There's many a slip 'twixt the cup and the lip is a very old proverb, similar in meaning to "don't count your chickens before they hatch". It implies that even when a good outcome or conclusion seems certain, things can still go wrong.

Origin

The English proverb is almost identical with a Greek hexameter verse, Πολλὰ μεταξὺ πέλει κύλικος καὶ χείλεος ἄκρου. This verse was proverbial at the time of Aulus Gellius, who mentions it in his comment on the Latin phrase inter os atque offam used by Marcus Cato. The Greek verse is attributed to Palladas in The Greek Anthology, but that is manifestly erroneous, since Palladas lived two centuries after Aulus Gellius. The Loeb Classical Library edition of the Anthology says that the verse is "a very ancient proverb, by some attributed to Homer". There is a reference to the many things that can intervene between cup and lip already in an iambic verse by Lycophron quoted by Erasmus.
According to a story about the proverb, the verse was a comment by a seer who told Ancaeus, who was setting out on the perilous enterprise of the Argonauts, that he would never taste wine from his newly planted vineyard. On his safe return, Ancaeus filled a cup with the first wine from his vineyard and reproached the seer for what appeared to be a false prophecy. The seer responded with the verse and just then an alarm was raised that a wild boar was destroying the vineyard. Without tasting the wine, Ancaeus rushed out and was killed by the boar.

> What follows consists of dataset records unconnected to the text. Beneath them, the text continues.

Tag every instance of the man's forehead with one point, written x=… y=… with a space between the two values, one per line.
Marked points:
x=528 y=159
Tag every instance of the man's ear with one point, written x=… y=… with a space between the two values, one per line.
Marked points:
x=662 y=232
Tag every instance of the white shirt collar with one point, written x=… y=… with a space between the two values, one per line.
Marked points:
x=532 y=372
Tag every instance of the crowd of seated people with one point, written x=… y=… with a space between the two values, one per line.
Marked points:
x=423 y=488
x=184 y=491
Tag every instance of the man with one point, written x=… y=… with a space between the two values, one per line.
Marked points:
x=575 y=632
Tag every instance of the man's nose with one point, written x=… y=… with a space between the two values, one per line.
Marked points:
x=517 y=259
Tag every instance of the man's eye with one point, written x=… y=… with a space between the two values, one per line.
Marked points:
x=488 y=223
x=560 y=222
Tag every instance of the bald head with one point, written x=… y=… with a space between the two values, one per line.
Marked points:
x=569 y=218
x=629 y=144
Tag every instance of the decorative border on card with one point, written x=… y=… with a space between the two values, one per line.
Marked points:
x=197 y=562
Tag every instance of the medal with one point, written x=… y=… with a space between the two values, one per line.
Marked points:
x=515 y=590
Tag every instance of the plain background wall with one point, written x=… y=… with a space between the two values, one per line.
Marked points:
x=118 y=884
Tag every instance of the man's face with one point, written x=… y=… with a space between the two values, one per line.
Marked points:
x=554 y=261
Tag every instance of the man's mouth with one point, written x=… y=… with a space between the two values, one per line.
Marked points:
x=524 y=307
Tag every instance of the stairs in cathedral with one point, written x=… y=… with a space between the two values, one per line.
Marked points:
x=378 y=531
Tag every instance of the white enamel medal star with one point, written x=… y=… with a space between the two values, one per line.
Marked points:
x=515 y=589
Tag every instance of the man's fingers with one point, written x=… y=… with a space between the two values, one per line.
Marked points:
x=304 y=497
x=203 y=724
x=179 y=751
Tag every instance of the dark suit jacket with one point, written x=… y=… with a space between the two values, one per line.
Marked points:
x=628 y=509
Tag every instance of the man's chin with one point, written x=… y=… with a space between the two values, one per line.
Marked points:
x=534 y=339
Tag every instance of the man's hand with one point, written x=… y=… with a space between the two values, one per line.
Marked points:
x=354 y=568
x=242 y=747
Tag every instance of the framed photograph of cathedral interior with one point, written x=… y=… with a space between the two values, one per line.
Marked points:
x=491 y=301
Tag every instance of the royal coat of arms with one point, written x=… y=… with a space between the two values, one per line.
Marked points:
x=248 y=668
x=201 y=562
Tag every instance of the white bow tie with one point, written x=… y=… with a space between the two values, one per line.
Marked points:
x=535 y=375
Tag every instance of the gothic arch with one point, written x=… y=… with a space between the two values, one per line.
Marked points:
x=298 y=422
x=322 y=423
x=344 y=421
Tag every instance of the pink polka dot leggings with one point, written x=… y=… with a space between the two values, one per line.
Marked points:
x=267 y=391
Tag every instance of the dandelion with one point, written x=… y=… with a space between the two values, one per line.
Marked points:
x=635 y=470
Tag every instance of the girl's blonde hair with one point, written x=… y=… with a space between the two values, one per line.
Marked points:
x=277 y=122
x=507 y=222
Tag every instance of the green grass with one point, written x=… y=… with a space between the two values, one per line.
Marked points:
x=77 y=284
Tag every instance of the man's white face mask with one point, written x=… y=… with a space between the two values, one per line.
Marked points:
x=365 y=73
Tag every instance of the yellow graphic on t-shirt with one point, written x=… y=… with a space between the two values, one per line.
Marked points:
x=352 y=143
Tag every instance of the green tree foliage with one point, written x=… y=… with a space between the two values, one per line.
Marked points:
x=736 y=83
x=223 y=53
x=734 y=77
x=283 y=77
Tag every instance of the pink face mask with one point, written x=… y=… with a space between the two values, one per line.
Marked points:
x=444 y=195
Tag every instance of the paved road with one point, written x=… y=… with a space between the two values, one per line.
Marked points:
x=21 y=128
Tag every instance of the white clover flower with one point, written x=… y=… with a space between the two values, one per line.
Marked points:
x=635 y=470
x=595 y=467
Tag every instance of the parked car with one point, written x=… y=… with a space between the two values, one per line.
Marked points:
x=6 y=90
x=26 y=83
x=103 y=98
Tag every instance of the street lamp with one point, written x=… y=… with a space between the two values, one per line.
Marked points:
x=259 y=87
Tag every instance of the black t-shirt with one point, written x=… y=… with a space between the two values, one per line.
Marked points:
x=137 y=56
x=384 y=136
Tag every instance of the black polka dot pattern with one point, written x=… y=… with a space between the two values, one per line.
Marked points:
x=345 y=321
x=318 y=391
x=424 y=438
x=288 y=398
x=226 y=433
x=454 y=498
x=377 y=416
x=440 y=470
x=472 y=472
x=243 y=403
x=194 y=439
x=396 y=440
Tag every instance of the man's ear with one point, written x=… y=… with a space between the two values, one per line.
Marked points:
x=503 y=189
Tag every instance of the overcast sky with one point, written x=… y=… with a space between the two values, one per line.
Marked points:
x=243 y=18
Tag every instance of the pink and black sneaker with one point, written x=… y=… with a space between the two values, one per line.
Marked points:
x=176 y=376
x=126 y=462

Hence, the prophecy came to be true.
The proverb may have been inspired by a situation described, without the proverbial phrase, in Homer's Odyssey, Book xxii 8-18, where Odysseus kills Antinous, who "was on the point of raising to his lips a fair goblet, a two-eared cup of gold, and was even now handling it, that he might drink of the wine, and death was not in his thoughts".

Usage

As mentioned above, Aulus Gellius considered the phrase inter os atque offam to be a Latin equivalent of the Greek proverb. Other equivalents or citations have been discerned in one of Cicero's Ad Atticum letters in 51 B.C. and in the anonymous 13th-century French work De l'oue au chapelain, There is a slight similarity between the wording of the proverb and that of an unattributed Greek iambic trimeter verse quoted by Cicero in a letter to Atticus, but this refers to the geographical distance between Cicero and his correspondent.
Erasmus's 1523 Adagia, in which he translated the Greek verse proverb into Latin verse as Multa cadunt inter calicem supremaque labra was the basis of translations into many languages. An English translation by Taverner in 1539 rendered the proverb as "Many thynges fall betwene the cuppe and the mouth... Betwene the cuppe and the lyppes maye come many casualties".
The proverb appears in English also in William Lambarde's A Perambulation of Kent in 1576: "any things happen betweene the Cup and the Lippe". In the same year, George Pettie added to it: "Many things happens betweene the cup and the lip, many thinges chaunce betweene the bourde and the bed" in Petite Palace. The version "manye thinges fall betweene the cup and the lippe" appears in 1580 in John Lyly's Euphues and His England. In Ben Jonson's play, A Tale of a Tub Erasmus's text is explicitly quoted and expanded: "Multa cadunt inter—you can ghesse the rest. /Many things fall betweene the cup, and lip: /And though they touch, you are not sure to drinke."